24 April 2012
I have been on this earth for just over thirty two years. In that time I haven't really given religion any real thought, other then what I had to at school.
But on Sunday evening I guess something changed. My eldest son who is only four, had a fit while I was driving. After calling 999 and getting him to hospital, my wife and I were left with, what can only be described as a shell. He wouldn't look at us, wouldn't speak, and just looked vacant.
Since he was eighteen months old he has been able to use my iPhone, and I constantly have to fight him for it. Passing it to him then, he wasn't interested. He would only tap the screen, not knowing how to work the device.
I'm man enough to admit I cried like a little girl. To one second have a bright young child, and then in a split second he was turned into a vegetable. It was at this point that I turned to faith. Praying that he would get better, preying he would speak again and preying that he would, at the very least look at me.
Thankfully, as the hours that seemed like days pasted, he started to speak again. By the morning he could string together sentences again. I have never been more proud when at 8am the doctor asked him to run across the room, and he did. An act so simple as to just run, made me feel whole again.

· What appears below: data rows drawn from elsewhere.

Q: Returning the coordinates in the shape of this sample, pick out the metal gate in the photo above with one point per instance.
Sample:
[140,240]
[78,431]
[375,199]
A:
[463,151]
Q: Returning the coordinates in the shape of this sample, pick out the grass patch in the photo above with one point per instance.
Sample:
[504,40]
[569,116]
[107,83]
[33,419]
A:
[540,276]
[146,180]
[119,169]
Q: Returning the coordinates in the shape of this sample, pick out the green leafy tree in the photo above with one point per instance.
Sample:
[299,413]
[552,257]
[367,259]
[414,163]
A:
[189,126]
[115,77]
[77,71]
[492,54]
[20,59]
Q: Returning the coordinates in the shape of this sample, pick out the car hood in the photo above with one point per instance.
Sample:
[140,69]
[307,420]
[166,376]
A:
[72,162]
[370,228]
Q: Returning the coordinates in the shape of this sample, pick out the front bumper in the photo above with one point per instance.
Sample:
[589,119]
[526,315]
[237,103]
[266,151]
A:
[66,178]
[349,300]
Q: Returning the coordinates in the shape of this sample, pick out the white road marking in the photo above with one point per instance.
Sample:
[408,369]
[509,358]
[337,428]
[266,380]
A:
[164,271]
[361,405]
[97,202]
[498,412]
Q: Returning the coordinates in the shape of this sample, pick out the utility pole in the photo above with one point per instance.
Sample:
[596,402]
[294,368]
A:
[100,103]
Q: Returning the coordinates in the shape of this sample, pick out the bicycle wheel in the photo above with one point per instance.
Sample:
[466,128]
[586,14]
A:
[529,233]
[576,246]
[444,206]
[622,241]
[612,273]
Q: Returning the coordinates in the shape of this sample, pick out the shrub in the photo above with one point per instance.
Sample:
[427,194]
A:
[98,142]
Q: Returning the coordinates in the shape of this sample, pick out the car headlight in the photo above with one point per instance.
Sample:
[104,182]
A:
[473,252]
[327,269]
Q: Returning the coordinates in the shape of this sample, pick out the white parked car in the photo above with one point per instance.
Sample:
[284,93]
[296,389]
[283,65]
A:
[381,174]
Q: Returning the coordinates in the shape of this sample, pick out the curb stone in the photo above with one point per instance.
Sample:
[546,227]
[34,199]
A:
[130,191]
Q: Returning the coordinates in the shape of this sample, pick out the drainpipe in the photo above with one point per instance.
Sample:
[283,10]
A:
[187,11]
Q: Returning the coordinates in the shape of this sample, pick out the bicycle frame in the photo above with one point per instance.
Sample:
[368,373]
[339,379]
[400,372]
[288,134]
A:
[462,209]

Now I can not prove that my little word with god did anything. For all I know, I was talking to hospital air. But at the same time I can't prove it that it didn't help either. All I know is that if I hadn't, then maybe things could have been different. I can't prove a higher power exists. But I can't prove it doesn't either. Makes you think. Would love to hear from other people that have had similar experiences, and would like to hear views also. As for now, I don't know what to believe.